For every potential investor in Carmat, whether a beginner or expert, Carmat's price movement is the inherent factor that sparks whether it is viable to invest in it or hold it better. Carmat Stock price charts are filled with many 'noises.' These noises can hugely alter the decision one can make regarding investing in Carmat. Basic forecasting techniques help filter out the noise by identifying Carmat's price trends.

Carmat Related Equities

One of the popular trading techniques among algorithmic traders is to use market-neutral strategies where every trade hedges away some risk. Because there are two separate transactions required, even if one position performs unexpectedly, the other equity can make up some of the losses. Below are some of the equities that can be combined with Carmat stock to make a market-neutral strategy. Peer analysis of Carmat could also be used in its relative valuation, which is a method of valuing Carmat by comparing valuation metrics with similar companies.
 Risk & Return  Correlation

Carmat Technical and Predictive Analytics

The stock market is financially volatile. Despite the volatility, there exist limitless possibilities of gaining profits and building passive income portfolios. With the complexity of Carmat's price movements, a comprehensive understanding of forecasting methods that an investor can rely on to make the right move is invaluable. These methods predict trends that assist an investor in predicting the movement of Carmat's current price.

Carmat Market Strength Events

Market strength indicators help investors to evaluate how Carmat stock reacts to ongoing and evolving market conditions. The investors can use it to make informed decisions about market timing, and determine when trading Carmat shares will generate the highest return on investment. By undertsting and applying Carmat stock market strength indicators, traders can identify Carmat entry and exit signals to maximize returns.

Carmat Risk Indicators

The analysis of Carmat's basic risk indicators is one of the essential steps in accurately forecasting its future price. The process involves identifying the amount of risk involved in Carmat's investment and either accepting that risk or mitigating it. Along with some essential techniques for forecasting carmat stock prices, we also provide a set of basic risk indicators that can assist in the individual investment decision or help in hedging the risk of your existing portfolios.
Please note, the risk measures we provide can be used independently or collectively to perform a risk assessment. When comparing two potential investments, we recommend comparing similar equities with homogenous growth potential and valuation from related markets to determine which investment holds the most risk.

Also Currently Popular

Analyzing currently trending equities could be an opportunity to develop a better portfolio based on different market momentums that they can trigger. Utilizing the top trending stocks is also useful when creating a market-neutral strategy or pair trading technique involving a short or a long position in a currently trending equity.

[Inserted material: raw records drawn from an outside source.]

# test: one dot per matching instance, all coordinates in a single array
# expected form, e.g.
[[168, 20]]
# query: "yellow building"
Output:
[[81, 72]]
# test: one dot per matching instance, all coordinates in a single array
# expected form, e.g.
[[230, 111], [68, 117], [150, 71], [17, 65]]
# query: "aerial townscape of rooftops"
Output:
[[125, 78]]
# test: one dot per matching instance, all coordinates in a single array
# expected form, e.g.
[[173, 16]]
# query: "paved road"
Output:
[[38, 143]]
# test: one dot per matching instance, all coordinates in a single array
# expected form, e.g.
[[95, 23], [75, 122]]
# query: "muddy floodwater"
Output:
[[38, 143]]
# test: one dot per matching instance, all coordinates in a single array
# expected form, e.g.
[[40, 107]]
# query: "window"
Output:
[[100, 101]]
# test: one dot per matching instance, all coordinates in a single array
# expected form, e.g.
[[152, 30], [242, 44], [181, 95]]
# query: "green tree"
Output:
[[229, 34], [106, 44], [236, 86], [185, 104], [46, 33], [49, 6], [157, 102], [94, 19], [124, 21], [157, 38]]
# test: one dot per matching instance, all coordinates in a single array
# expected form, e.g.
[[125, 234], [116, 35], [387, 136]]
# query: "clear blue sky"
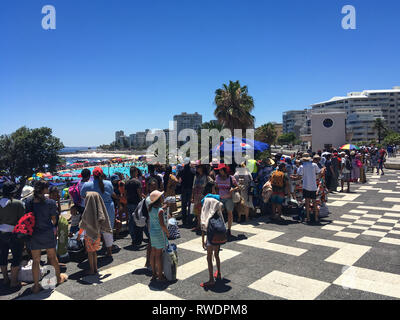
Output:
[[131, 65]]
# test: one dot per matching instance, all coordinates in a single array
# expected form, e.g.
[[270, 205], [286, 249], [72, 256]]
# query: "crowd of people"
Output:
[[296, 185]]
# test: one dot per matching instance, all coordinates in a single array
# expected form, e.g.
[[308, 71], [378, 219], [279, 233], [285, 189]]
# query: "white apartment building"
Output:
[[294, 121], [362, 108], [188, 121]]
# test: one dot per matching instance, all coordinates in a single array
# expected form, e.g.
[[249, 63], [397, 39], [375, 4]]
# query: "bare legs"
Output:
[[308, 200], [210, 251], [156, 264], [92, 257], [52, 259]]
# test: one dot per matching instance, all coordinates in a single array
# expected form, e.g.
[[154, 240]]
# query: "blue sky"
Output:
[[131, 65]]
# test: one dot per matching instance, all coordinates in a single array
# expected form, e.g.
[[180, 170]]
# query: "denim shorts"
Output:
[[277, 198], [228, 203], [9, 241]]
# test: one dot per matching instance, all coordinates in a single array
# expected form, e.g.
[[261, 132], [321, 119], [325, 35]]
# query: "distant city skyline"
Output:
[[131, 65]]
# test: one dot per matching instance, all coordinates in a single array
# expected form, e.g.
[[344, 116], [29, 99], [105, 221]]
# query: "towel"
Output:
[[95, 217], [210, 195], [209, 208]]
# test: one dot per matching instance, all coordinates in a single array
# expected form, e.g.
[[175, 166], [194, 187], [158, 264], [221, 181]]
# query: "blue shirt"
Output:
[[106, 196], [94, 186]]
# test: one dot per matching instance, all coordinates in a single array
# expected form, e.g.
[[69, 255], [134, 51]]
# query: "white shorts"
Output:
[[108, 239]]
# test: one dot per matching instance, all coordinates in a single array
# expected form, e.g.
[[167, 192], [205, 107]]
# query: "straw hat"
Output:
[[155, 195], [306, 157], [27, 191]]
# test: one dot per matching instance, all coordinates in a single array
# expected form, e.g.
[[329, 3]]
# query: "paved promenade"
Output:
[[353, 254]]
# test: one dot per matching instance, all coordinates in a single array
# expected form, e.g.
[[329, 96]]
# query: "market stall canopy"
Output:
[[349, 147], [240, 145]]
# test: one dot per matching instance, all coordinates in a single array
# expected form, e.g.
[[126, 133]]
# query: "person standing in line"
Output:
[[106, 191], [309, 172], [134, 195], [78, 208], [186, 178], [200, 181], [374, 161], [11, 210], [382, 158], [226, 186], [170, 183], [280, 187], [94, 221], [43, 237], [345, 171], [329, 174], [215, 207], [158, 234], [244, 179]]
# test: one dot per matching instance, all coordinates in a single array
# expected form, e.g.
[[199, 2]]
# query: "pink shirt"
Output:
[[224, 186]]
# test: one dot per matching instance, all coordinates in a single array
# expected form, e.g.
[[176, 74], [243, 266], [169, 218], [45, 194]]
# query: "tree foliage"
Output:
[[27, 151], [234, 106], [393, 138], [380, 128], [287, 138], [266, 133]]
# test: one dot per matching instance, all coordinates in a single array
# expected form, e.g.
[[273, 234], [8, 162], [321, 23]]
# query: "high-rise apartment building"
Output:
[[362, 108], [293, 121], [188, 121]]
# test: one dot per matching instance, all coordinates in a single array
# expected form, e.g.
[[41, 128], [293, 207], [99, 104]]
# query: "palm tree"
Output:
[[266, 133], [212, 125], [234, 105], [379, 126]]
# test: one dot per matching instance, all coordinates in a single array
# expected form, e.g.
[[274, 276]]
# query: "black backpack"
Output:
[[216, 230], [348, 164]]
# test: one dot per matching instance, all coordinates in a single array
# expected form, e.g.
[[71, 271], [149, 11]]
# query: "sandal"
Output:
[[36, 290], [64, 278], [207, 284], [162, 279], [217, 275]]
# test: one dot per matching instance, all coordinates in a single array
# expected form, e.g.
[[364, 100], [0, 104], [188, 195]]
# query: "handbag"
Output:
[[236, 198], [24, 228]]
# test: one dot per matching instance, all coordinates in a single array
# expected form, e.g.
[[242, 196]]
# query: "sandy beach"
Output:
[[101, 155]]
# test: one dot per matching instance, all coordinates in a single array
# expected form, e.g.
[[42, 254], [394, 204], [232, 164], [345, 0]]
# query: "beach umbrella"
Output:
[[349, 147], [66, 175], [241, 145]]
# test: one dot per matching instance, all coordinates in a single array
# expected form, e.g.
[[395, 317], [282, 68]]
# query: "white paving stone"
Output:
[[140, 292], [378, 282], [289, 286], [46, 295], [332, 228], [348, 253], [374, 233], [390, 241]]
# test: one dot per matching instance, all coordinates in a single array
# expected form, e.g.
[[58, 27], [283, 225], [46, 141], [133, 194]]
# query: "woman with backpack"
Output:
[[199, 183], [345, 172], [158, 234], [106, 191], [43, 237], [226, 186], [170, 183], [244, 179], [212, 209], [94, 221], [11, 210], [280, 187]]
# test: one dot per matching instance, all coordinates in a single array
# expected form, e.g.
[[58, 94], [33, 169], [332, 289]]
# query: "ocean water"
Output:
[[75, 149], [108, 171]]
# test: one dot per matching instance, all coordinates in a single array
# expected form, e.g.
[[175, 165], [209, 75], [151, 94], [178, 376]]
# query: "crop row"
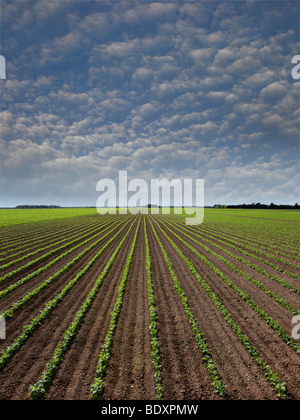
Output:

Additional Tools for Carmat Stock Analysis

When running Carmat's price analysis, check to measure Carmat's market volatility, profitability, liquidity, solvency, efficiency, growth potential, financial leverage, and other vital indicators. We have many different tools that can be utilized to determine how healthy Carmat is operating at the current time. Most of Carmat's value examination focuses on studying past and present price action to predict the probability of Carmat's future price movements. You can analyze the entity against its peers and the financial market as a whole to determine factors that move Carmat's price. Additionally, you may evaluate how the addition of Carmat to your portfolios can decrease your overall portfolio volatility.